Nigeria led Africa in peer-to-peer (P2P) trading volume in the first half of 2021, with Paxful accounting for 77.2 percent of that and LocalBitcoins responsible for the majority of the rest (22.8 percent ).

“Cross-border transfers have always been costly and unreliable. Only 3% of the 3000 mobile money transfer platforms can make cross-platform transfers. So far, crypto has proven to be the greatest option for such transactions. The independence that comes with it has also aided adoption,” said Kabi Hillary, the founder and CEO of LunarCRUSH/Africa, a fast-growing real-time bitcoin social media analytics firm.

When it comes to international trade, blockchain technology can help Nigerians overcome a number of challenges, particularly for those who do not have bank accounts, Busari, the financial analyst, said.

According to the World Bank, roughly 350 million adults in Sub-Saharan Africa remain unbanked. Crypto assets, on the other hand, can serve to expand financial inclusion by allowing for quick and easy transactions, which can help to boost economic growth and improve people's lives.
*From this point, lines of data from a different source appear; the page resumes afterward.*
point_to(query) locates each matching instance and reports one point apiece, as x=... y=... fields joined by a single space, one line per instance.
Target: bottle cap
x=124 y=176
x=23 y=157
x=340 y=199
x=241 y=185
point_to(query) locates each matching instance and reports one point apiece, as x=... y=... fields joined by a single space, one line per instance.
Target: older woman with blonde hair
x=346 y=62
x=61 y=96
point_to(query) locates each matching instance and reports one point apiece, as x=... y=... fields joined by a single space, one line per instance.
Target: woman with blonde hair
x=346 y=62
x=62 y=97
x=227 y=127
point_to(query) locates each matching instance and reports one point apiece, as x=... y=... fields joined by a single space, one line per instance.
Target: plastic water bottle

“With poverty, inflation, and unemployment at all-time highs, exacerbated by the pandemic breakout, cryptocurrencies have given a unique opportunity for some Africans seeking an alternate source of income and protection from economic downturns,” said Keripe of Afrinvest Research.
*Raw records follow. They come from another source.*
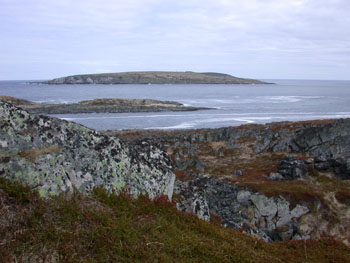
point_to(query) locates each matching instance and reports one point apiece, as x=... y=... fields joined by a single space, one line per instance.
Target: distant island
x=154 y=77
x=111 y=105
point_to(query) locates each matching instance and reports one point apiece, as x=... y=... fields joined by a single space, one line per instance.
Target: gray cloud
x=251 y=38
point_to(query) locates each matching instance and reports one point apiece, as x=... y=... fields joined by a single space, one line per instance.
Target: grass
x=104 y=227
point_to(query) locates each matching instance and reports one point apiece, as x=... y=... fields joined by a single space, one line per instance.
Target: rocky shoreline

As traditional employment become outdated as a result of new technology, unemployed Nigerians might produce revenue using blockchain technology and cryptocurrencies. People that can produce crypto/blockchain goods for businesses, develop crypto-related products, audit smart contracts, conduct crypto forensic audits, and manage projects are in demand.

Regulation is required

However, crypto assets alone would not be sufficient to address Nigeria's economic difficulties. Better regulation is required, according to FBNQuest Merchant Bank's Osadiaye. “Transparency and crime prevention remain unanswered questions. These problems, in my opinion, are manageable, but they will necessitate regulatory involvement.

“While the approach has varied greatly between nations, I believe it might aid in the creation of a system in which the regulator has unambiguous oversight over end-to-end crypto-based transactions in Nigeria. This would allow for ongoing crypto adoption while diverting demand away from the country's foreign exchange reserves,” he said.

Still, a post-pandemic Africa needs to start developing its blockchain industry. The technology will evolve to address the specific needs of our Nigerian market, including financial inclusion.